Until recently, the only practical estate planning option available to California homeowners who wished to provide for ownership to pass to their intended heirs outside of Probate upon death was to create a revocable living trust. Rather than hiring an attorney to do so, many homeowners in the spirit of “do it yourself” have put their homes at risk by executing and recording grant deeds adding their desired heirs as joint tenants in common to their properties (more on the risks assumed by doing so later in this article).
The new provisions are set forth in sections 5600 through 5696 of the Probate Code, and at section 5642 include a simple statutory form deed. The requirements for making an effective Revocable TOD Deed are simple. The transferor must be the owner of an interest in eligible residential real property, which is defined as (a) a property with four or fewer residential dwelling units, (b) a condominium unit, or (c) a single tract of agricultural real estate consisting of 40 acres or less that is improved with a single-family residence. The owner must be legally competent to make a contract, and not be operating under duress or undue influence from another person. The deed must contain the legal description of the property it pertains to, and the person or persons to whom the property will be transferred upon death (the beneficiaries) must be specifically identified by name, not by a generic term like “my children”. Once completed, the deed must be signed and notarized, and then be recorded at the county recorder’s office within 60 days to be effective.

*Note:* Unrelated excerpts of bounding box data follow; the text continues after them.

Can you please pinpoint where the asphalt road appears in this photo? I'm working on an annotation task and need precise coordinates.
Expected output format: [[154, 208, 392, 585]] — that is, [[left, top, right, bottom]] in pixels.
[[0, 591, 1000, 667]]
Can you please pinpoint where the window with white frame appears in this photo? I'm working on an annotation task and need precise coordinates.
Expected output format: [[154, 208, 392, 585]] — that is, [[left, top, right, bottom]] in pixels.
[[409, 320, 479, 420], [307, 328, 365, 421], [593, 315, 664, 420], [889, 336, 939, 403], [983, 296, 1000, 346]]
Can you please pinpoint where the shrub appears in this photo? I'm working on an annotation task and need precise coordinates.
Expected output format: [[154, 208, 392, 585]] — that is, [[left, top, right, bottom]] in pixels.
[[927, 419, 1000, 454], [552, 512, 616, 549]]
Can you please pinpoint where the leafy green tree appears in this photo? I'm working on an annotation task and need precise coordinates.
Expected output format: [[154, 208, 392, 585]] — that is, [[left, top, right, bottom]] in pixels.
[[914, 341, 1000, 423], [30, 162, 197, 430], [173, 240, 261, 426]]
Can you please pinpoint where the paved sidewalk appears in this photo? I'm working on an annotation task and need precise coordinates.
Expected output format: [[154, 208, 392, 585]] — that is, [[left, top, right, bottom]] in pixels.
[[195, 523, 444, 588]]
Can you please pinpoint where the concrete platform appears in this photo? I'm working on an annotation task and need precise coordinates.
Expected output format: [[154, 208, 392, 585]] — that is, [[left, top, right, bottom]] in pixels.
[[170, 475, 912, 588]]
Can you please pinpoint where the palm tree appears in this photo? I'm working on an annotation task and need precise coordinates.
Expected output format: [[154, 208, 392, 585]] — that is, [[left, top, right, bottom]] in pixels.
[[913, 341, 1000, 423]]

Some technical points apply to Revocable TOD Deeds. The transferor can only transfer the interest which he or she owns. For example, if a husband and wife are both on title to their home and want to name their children as the beneficiaries, they each must execute and have recorded their own, separate Revocable TOD Deeds. Also, if the homeowner at death holds title in joint tenancy with someone else who is still living, the Revocable TOD Deed will not be effective. To avoid this problem before executing the Revocable TOD Deed the homeowner must sign and record a deed changing how he or she holds title from joint tenancy to tenant-in-common.
There is no requirement that a copy of the Revocable TOD Deed be delivered to the beneficiary, but doing so may be advisable to avoid confusion later. To implement the deed upon the homeowner’s death, the beneficiary must record evidence of death, and file a change of ownership notice. If the homeowner received Medi-Cal benefits, the beneficiary must also notify the State Department of Health services and provide a copy of the homeowner’s death certificate.
Many homeowners to leave their property to their intended heirs have executed and recorded deeds adding those persons as joint tenants. By doing so they have unwittingly put themselves at risk of losing their homes. Unlike a Revocable TOD Deed, which transfers title to the named beneficiary upon the transferring homeowner’s death, a grant deed immediately transfers legal title to a share of the property to the grantee.
Under California law, the owner of a legal title interest in property is presumed to also be the owner of beneficial title. This presumption can only be rebutted in a court action by clear and convincing evidence, which is a high burden of proof that the transferor homeowner must establish to prove that he or she did not by the grant deed make a present gift of the beneficial ownership of the property. In such cases, the allegation that legal title does not also represent beneficial ownership has historically been disfavored because society and the courts are reluctant to tamper with duly executed instruments and documents of legal title. Therefore, if the beneficiary of a grant deed owes unpaid taxes or other debts, his or her creditors can sue, and upon obtaining a judgment record a lien against the property, foreclose the lien, and just pay a fractional share of the sales proceeds back to the transferor homeowner. To try avoiding this, the transferor can bring an expensive court action, with no guaranty of winning. It will be prudent for a homeowner who already has executed and recorded such a grant deed to consult with an attorney about replacing it with a Revocable TOD Deed.